Truppenverschiebung von Seoul nach Bagdad

US-Soldaten sollen von der innerkoreanischen Grenze in den Irak verlegt werden. Ob sie zurückkommen, ist offen

TOKIO taz ■ 4.000 US-Soldaten sollen von Südkorea in den Irak verlegt werden. Einen entsprechenden Bericht der New York Times bestätigte gestern ein Sprecher des Pentagon in Washington. Das südkoreanische Außenministerium wollte zuvor lediglich bestätigen, beide Seiten hätten Gespräche über Abzugspläne aufgenommen. „Da sich die Lage im Irak verschärft hat, sprachen die USA von der Notwendigkeit, einige Soldaten abzuziehen“, sagte ein Beamter in Seoul. Ob die Soldaten später wieder nach Südkorea zurückkehrten, sei unklar. Nach unbestätigten Meldungen reiste der stellvertretende US-Sicherheitsberater Steve Hadley nach Seoul, um Außenminister Ban Ki Moon über die Pläne zu informieren.

Nach südkoreanischen Zeitungsberichten werden Einheiten in den Irak verlegt, die bisher an der innerkoreanischen Grenze stationiert waren. Eine Sprecherin der US-Streitkräfte in Südkorea lehnte es ab, mögliche Truppenverschiebungen zu kommentieren. An der Kampfbereitschaft auf der koreanischen Halbinsel werde festgehalten. Seit Ende des Koreakrieges (1950–1953) sind US-Truppen zur Abschreckung des Nordens in Südkorea stationiert, gegenwärtig 37.000 Soldaten. Washington und Seoul hatten sich bereits früher geeinigt, mehrere tausend US-Soldaten von der stark bewachten innerkoreanischen Grenze ins Hinterland zu verlegen und die große Basis in der Hauptstadt Seoul zu schließen.

US-Verteidigungsminister Donald Rumsfeld hatte schon vor dem Irakkrieg angekündigt, die Truppenpolitik in Ostasien würde überprüft. Südkoreas Haltung gegenüber den US-Truppen ist sehr ambivalent: Sie werden gelegentlich als Besatzer beschimpft. Dennoch wurden Abzugspläne bisher oft mit großer Nervosität verfolgt und als fehlende Treue interpretiert.

Südkoreas Regierung hat Washington versprochen, weitere 3.000 Soldaten in den Irak zu entsenden.

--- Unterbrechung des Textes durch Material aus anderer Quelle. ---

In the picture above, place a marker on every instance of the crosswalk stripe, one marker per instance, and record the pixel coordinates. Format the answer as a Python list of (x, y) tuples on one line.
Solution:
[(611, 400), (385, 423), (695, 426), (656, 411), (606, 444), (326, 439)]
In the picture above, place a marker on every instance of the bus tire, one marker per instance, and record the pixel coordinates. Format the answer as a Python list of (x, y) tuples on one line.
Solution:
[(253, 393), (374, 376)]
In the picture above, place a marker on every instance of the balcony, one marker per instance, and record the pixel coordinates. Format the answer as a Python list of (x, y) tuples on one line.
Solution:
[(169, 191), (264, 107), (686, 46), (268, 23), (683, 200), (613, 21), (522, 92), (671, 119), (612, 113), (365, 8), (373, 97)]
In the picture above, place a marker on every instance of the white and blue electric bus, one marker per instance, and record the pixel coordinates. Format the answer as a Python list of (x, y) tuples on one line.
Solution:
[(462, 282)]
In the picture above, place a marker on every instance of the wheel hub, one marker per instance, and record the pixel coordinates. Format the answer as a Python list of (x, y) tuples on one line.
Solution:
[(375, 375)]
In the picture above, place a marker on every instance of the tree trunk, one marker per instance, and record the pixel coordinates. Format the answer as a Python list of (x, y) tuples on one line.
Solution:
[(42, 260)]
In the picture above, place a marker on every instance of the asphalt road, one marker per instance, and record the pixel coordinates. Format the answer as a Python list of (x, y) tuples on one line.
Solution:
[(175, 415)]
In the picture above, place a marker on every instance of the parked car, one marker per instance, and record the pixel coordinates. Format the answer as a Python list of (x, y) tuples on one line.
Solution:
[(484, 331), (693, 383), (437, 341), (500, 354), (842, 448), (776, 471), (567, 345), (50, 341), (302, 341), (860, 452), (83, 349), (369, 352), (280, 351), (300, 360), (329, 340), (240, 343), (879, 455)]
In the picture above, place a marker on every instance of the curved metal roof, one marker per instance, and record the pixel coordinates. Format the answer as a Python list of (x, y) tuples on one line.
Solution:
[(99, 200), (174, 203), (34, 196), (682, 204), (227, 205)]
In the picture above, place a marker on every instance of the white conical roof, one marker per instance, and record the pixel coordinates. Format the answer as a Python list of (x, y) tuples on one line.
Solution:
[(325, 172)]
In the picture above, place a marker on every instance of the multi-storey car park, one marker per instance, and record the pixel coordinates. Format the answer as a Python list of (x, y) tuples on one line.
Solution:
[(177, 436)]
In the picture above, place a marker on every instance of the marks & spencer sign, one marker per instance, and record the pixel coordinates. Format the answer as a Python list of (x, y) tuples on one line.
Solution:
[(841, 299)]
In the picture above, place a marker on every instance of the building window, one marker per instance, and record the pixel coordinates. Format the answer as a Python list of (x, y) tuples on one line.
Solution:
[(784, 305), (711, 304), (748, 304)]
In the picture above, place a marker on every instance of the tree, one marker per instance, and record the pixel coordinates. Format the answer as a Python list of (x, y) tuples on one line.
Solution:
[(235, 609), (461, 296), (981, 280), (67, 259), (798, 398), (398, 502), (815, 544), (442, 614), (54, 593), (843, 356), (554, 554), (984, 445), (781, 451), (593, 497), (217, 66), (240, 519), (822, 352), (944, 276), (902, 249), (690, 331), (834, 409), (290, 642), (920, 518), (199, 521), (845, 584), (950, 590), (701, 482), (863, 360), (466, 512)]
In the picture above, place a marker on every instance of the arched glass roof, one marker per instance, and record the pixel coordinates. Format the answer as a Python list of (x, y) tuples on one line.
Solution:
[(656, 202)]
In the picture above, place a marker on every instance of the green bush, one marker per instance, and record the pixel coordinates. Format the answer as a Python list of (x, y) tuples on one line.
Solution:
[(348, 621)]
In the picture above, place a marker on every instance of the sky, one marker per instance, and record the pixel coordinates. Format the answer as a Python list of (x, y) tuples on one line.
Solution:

Südkorea würde damit nach den USA und Großbritannien das drittgrößte Kontingent stellen. Mehrere hundert südkoreanische Soldaten sind bereits im Irak, für medizinische und logistische Aufgaben.

Ob Seoul trotz der jüngsten Abzugspläne noch zu seinem Versprechen steht, bleibt abzuwarten. Der Entscheid darüber ist mehrfach verzögert worden. Einzelne Politiker haben in den vergangenen Wochen vorgeschlagen, sich finanziell am Wiederaufbau im Irak zu beteiligen, aber auf weitere Truppenentsendungen zu verzichten. Präsident Roh Moh Hyun ist erst seit letztem Freitag wieder im Amt, nachdem das Verfassungsgericht ein Amtsenthebungsverfahren gegen den Staatschef für ungültig erklärt hat.